The hardy few introduced to Fred Goss’ improv skills through Bravo’s “Significant Others” will enjoy comparing that show to this watered-down version he and co-creator Nick Holly have brought to ABC — a half-hour firmly ensconced in the “witty” zone that seldom crosses all the way over into funny. Heavily promoted, this dysfunctional-family comedy has its moments but faces a daunting challenge trying to jumpstart a Tuesday lineup where “Commander in Chief” gradually lost support among the Nielsen electorate.
The subject matter is perhaps more accessible than “Significant Others,” which featured couples in therapy, but that earlier program yielded belly laughs whereas this one offers bemused smiles.
Goss plays Cameron, a harried Everyman residing in a neatly scrubbed suburban neighborhood. He’s surrounded by a maddening assortment of characters related in one way or another, with almost every gag hanging on the family’s inability to keep a secret and the domino effect that ensues.
It’s an amusing idea, but one that’s difficult to sustain, especially with each little slight and foul-up carrying over from one episode to the next. (ABC alleviates the problem slightly by playing two half-hours back to back, as NBC has been doing with “Scrubs.”)
Cameron has two children with Liz (Gillian Vigman), plus a teenage son by his first marriage. He also has a sister (Alison Quinn) and half-sister (Amanda Walsh) from his mom Colleen (Dee Wallace) and stepdad Wendal (Max Gail), who the kids are feting with a 25th anniversary party as the show opens.
Wendal confides to Cameron he’s thinking about leaving Colleen, a prospect Cameron of course blabs to his sister, causing the rumor to spread like wildfire.
Some variation of this plays out in all three episodes previewed, making this latest stab at “Curb Your Enthusiasm” chic feel considerably less fresh as the episodes pile up.
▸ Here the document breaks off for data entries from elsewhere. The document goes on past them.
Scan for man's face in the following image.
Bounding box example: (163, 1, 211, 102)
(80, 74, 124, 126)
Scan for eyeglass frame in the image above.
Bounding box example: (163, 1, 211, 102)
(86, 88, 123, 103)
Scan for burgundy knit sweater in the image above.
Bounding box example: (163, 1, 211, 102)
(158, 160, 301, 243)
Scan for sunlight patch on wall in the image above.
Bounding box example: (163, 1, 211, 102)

That said, Goss is a gifted improv performer, and a few of the jokes are funny, such as the central couple’s toddler brightly announcing, “Hey grandma, we’re going to hell, ’cause we’re Jews!”
Blessed with Lorne Michaels’ imprimatur, “Sons & Daughters” does capture the peculiar way families interact, including a blackmail chain tied to a financial loan that culminates with everyone attending a wretched community theater production featuring Cameron’s brother-in-law, Don (Jerry Lambert).
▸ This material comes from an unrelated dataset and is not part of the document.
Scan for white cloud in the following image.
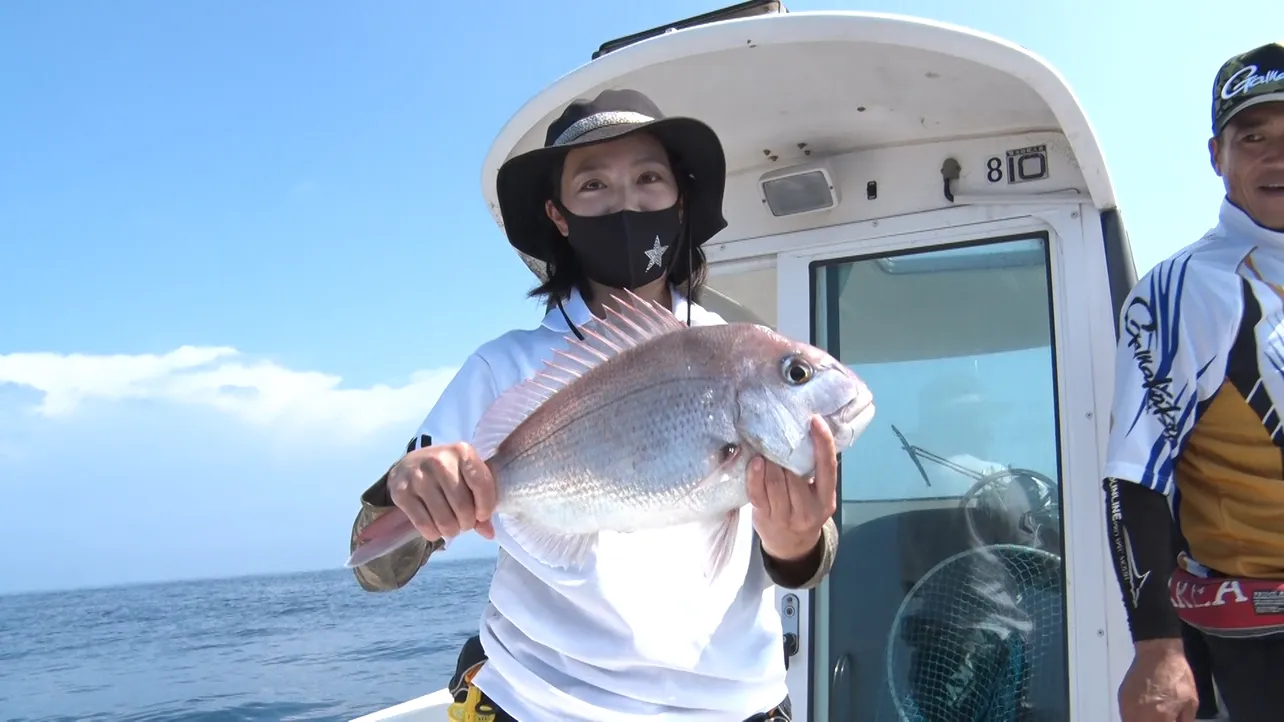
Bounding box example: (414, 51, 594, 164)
(0, 345, 458, 442)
Still, improv is a hit-miss proposition, and that sort of unevenness applies here. And while a few gems sneak into the rapid-fire exchanges (the half-sister expresses a penchant for “guys like Colin Farrell. Really classy.”), the general tone is one of drollness, which only goes so far in a network setting, as Fox can attest from “Arrested Development.”
As a footnote, “Sons” is produced by NBC’s production arm and will air opposite “Scrubs,” the NBC comedy produced by ABC’s sibling Touchstone TV. It’s all very incestuous and risks deteriorating into a case of murder-suicide, but hey, that’s how it goes sometimes with these blended families.